Nods to Nature: How Fashion is Embracing the Breast (Again)
And so concludes another offbeat month of shows, and from the looks of it, fashion’s leading creative minds have their eyes set on a return to nature and an innate appreciation for the body – in particular, breasts. Yes, you read that right…
The emphasis on breasts is often seen as an act of eroticism, however, this wasn’t the case for the myriad of collections that showed during fashion month. At Di Petsa, cutaway corsetry that reveals a breast for feeding as well as dresses, catsuits, and tops with adjustable breast panels, were a reminder that ‘You Are Your Own Mother’. The collection was a gentle gesture suggesting that you can nourish yourself, you can breastfeed from your own breast, or if you are actually a mother, the garments are equivocally functional for breastfeeding in public.
Raring to go for 2021, breasts came to the fore at Schiaparelli, where creative director Daniel Roseberry honed in on his fascination with body parts. Appearing as a pair of gold quilted leather breasts on a cream-coloured hand-knit wool sweater, moulded leather bralettes, nipple embellishments, and gold adornments on a tweed blazer, the designs celebrate the body itself. Wondrously shaped sculptural elements, both pliable and solid, work to create a surreal vision of feminine beauty. The curious collection pushes the notion of dressing for the breasts into a whole new realm.
Elsewhere, for Matthew Williams’ second show at Givenchy, rather than redesigning the breast for fashion’s sake he chose harnessed and exposed busts. The intention was to create a sense of sensuality in the collection’s elements in a display of female empowerment.

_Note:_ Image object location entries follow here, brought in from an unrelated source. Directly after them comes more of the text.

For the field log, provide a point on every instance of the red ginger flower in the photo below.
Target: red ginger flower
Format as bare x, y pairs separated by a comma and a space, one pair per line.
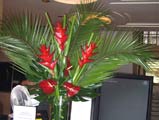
87, 54
48, 86
71, 89
60, 35
47, 57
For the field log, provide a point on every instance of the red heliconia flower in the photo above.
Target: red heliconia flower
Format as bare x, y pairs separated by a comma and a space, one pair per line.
71, 89
48, 86
47, 57
60, 35
87, 54
68, 67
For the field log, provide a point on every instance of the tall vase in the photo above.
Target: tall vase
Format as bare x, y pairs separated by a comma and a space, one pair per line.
60, 109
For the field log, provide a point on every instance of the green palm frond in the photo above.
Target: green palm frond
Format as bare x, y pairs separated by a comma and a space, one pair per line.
23, 35
89, 18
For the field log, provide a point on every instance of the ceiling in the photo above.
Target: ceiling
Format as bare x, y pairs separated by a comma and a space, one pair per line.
126, 13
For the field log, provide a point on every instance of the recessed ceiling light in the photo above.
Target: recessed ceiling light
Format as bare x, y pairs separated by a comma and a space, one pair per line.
75, 1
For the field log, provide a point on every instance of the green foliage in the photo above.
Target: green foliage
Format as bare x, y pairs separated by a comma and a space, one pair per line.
22, 35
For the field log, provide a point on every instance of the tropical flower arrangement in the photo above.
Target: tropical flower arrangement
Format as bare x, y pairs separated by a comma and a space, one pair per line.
69, 59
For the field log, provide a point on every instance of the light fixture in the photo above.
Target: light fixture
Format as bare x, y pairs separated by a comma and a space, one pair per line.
75, 1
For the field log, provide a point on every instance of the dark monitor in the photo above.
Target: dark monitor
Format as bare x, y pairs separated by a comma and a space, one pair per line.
124, 97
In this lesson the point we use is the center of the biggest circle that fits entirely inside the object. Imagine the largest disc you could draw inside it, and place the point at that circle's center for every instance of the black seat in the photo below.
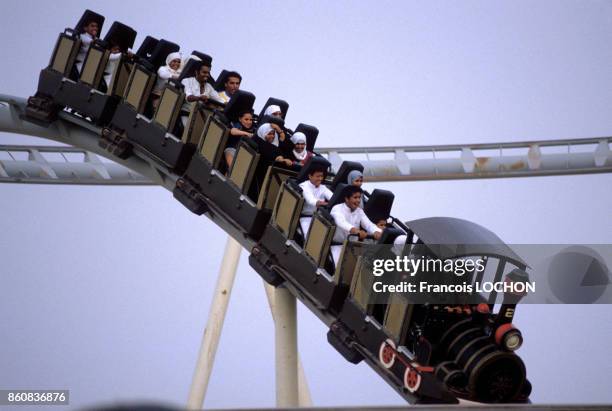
(240, 102)
(311, 133)
(379, 204)
(88, 16)
(161, 51)
(337, 197)
(146, 48)
(120, 35)
(345, 168)
(275, 102)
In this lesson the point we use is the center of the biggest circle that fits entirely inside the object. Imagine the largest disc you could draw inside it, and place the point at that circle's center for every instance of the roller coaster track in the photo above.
(81, 165)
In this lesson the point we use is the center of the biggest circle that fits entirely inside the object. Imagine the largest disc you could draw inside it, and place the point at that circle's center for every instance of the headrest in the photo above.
(120, 35)
(311, 135)
(337, 197)
(313, 163)
(379, 205)
(275, 102)
(146, 48)
(87, 17)
(345, 168)
(240, 102)
(161, 51)
(389, 235)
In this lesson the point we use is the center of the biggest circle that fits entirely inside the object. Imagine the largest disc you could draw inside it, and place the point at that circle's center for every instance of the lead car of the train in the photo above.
(429, 352)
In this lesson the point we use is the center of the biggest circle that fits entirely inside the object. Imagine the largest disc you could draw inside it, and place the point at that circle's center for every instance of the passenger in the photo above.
(315, 194)
(171, 71)
(267, 141)
(355, 178)
(88, 33)
(197, 87)
(232, 85)
(299, 154)
(350, 219)
(273, 111)
(241, 129)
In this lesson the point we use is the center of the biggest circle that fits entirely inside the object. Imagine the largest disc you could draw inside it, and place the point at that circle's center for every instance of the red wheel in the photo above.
(412, 379)
(386, 354)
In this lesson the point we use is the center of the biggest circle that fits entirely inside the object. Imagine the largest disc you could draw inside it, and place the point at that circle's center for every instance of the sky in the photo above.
(105, 290)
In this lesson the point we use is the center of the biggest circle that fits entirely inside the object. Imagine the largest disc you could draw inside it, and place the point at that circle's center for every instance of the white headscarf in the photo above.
(174, 56)
(299, 137)
(272, 109)
(264, 129)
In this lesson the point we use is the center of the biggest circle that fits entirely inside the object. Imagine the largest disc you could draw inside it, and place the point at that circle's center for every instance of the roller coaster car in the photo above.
(435, 352)
(89, 96)
(204, 184)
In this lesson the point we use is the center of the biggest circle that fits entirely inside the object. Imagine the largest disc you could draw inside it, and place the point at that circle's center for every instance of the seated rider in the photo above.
(350, 219)
(315, 195)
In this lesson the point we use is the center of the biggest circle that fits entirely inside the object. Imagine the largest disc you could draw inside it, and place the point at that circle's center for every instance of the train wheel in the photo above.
(412, 379)
(386, 354)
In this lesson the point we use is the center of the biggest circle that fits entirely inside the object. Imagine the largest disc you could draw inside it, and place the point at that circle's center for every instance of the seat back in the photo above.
(240, 102)
(65, 52)
(311, 133)
(196, 124)
(379, 204)
(244, 166)
(272, 183)
(287, 210)
(345, 168)
(170, 104)
(213, 140)
(320, 235)
(94, 64)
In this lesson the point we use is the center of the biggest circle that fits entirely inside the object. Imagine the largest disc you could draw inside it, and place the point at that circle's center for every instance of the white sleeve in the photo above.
(365, 222)
(309, 196)
(212, 94)
(327, 193)
(340, 219)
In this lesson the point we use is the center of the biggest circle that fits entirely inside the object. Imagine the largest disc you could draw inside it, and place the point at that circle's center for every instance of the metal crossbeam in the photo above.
(402, 163)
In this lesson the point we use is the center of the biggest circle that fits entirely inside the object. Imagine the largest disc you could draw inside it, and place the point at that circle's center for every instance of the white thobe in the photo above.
(312, 194)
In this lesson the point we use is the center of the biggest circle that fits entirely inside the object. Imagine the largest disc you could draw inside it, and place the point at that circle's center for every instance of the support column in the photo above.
(305, 399)
(216, 316)
(286, 349)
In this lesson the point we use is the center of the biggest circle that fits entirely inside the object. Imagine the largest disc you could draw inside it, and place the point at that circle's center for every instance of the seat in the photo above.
(275, 102)
(313, 163)
(345, 168)
(120, 35)
(379, 204)
(311, 133)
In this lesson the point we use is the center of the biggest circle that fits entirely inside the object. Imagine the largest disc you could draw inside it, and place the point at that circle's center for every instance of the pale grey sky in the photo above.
(105, 291)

Indeed it is an enticing vision, reinterpreting breasts, and from what we’ve seen over the past few weeks, it would seem that this attention to tits is permeating the world beyond these brands’ bubbles. At Blumarine there were glittering butterfly nipple appliques on a transparent mesh top; at Valentino there were lace, mesh, and naked dresses reminiscent of fish-netting; at Marni and Tom Ford, models flaunted their accentuated bosoms.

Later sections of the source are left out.